With guns and holsters, the one thing I always recommend to my concealed carry students as an NRA instructor here in Ohio is practice, practice, practice.  You'll develop muscle memory and habits and I believe consistency in practice is important, which is why I recommend even if you carry different guns, try to stay with a holster design that is consistent from gun to gun.  If you switch to a new holster, then practice, practice, practice.  You can easily practice drawing and dry-firing your gun at home - just check to make sure it's unloaded (check three times, is my rule) before dry-firing.

And if you're interested, I have a few things I prefer when looking for a new holster.  The trigger MUST be fully covered.  I prefer leather for any part of the holster that is against my skin which is why some of the new Kydex IWB holsters that use leather against the body are intriguing to me.  Holsters should fully cover the body-side of the gun and keep the beavertail or hammer spur from rubbing my skin raw.  Most holsters designed for competition don't seem to be well suited for concealed carry.  Avoid gadgets and "trick" holsters.  There is a new "bra" holster out which makes my gal cringe as she doesn't like the idea of having the muzzle cover one of the "twins".  I also tend to agree with many in the blogosphere that any holster that requires you to push a button in the same basic location as the trigger with your trigger finger should be avoided out of safety logic.
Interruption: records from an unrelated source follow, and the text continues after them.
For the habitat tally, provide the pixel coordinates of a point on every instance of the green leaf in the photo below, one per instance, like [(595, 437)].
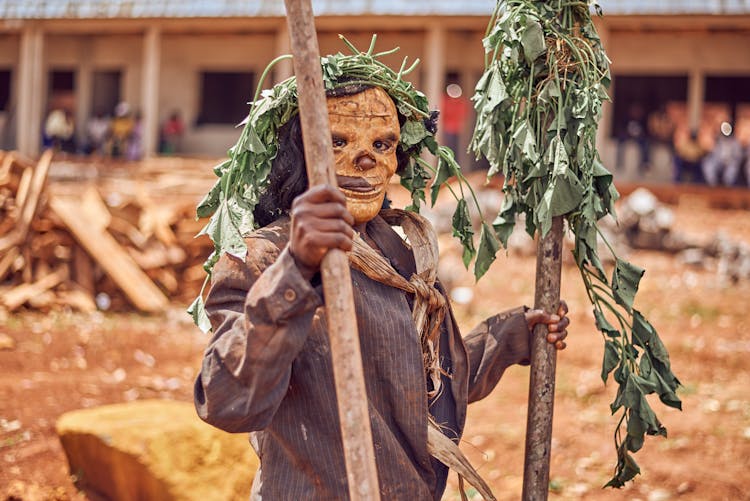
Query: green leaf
[(611, 359), (636, 431), (463, 230), (626, 469), (567, 193), (550, 91), (505, 220), (603, 324), (488, 247), (224, 233), (496, 92), (197, 310), (523, 137), (254, 143), (625, 280), (447, 167), (532, 41), (412, 132), (210, 202)]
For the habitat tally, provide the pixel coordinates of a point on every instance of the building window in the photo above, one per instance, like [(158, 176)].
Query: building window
[(4, 89), (636, 98), (727, 99), (224, 97)]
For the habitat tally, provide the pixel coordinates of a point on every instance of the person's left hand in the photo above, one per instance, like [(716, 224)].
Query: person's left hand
[(556, 324)]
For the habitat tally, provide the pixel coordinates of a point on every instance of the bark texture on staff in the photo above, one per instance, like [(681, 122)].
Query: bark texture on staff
[(543, 361), (356, 433)]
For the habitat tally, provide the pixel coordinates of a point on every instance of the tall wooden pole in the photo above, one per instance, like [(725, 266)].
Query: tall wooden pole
[(543, 360), (337, 286)]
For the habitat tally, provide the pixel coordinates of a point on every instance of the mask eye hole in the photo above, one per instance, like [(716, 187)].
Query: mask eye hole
[(382, 145)]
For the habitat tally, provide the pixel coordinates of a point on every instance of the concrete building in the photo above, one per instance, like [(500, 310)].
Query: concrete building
[(204, 58)]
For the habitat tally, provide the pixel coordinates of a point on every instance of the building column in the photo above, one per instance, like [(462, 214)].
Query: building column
[(434, 60), (283, 69), (150, 90), (31, 94), (696, 93), (84, 92)]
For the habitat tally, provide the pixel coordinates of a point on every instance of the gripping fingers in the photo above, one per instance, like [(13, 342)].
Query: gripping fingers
[(305, 211), (324, 240)]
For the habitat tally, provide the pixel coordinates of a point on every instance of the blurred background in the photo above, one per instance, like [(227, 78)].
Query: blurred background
[(680, 70), (135, 101)]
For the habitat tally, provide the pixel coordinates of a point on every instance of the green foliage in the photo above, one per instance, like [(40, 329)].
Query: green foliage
[(244, 175), (538, 105)]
Your thoughts and suggestions on holsters or holster boxes in the comment area would be appreciated, because I'm always learning something new or about new products.  I've talked about what works for me, but that doesn't mean I've tried everything.  The Holster Box is full of expensive lessons learned.

The last thing I might leave you with on this subject is that holsters, like any equipment, need proper care, adjustment, and when worn out... they need retired... to The Holster Box.


  1. If I want to draw my gun "easily and reliably", I have to train and dry-fire it at least occasionally.

    And "flop-flat" holster and dry-firing is a little bit tough combination, isn't it?

  2. @yarco: Dry-firing practice with my "flop-flat" holster is not as convenient or quick as my rigid-top "stay-open" or Kydex holsters, but I do practice with it regularly anyway as I find the holsters I have are comfortable for all-day wear.

    For me, I just practice my draw, press-out, and dry-fire (or live fire on the range)... then slip my holster out from my waistband, re-holster the gun, then slip it back in my waistband, snapping the clip over my belt.

    I practice a couple of times each week - usually every time I've selected that type of holster to carry my gun for the day, but I've never timed myself on re-holstering this way until now. My gal timed me and moving at a casual pace, it takes me about four to six seconds from a full press-out position to re-holster this way and flop my shirt back down over the gun and holster. I can re-holster in about a second from a full press-out position with my Kydex OWB holsters.

    You are correct... a rigid-top, "stay-open" holster would be more convenient for training and practice.

  3. Lol...I think we all create a holster box in the search of something perfect. I know I have my collection.

  4. nice blog, i think i'll stay a while. :)

    i have Two boxes (one for black, one for brown) but i tend to always use either a horse hide inside-the-pocket holster for my S&W snubbie and an el cheapo Uncle Mike's IWB for my Glock.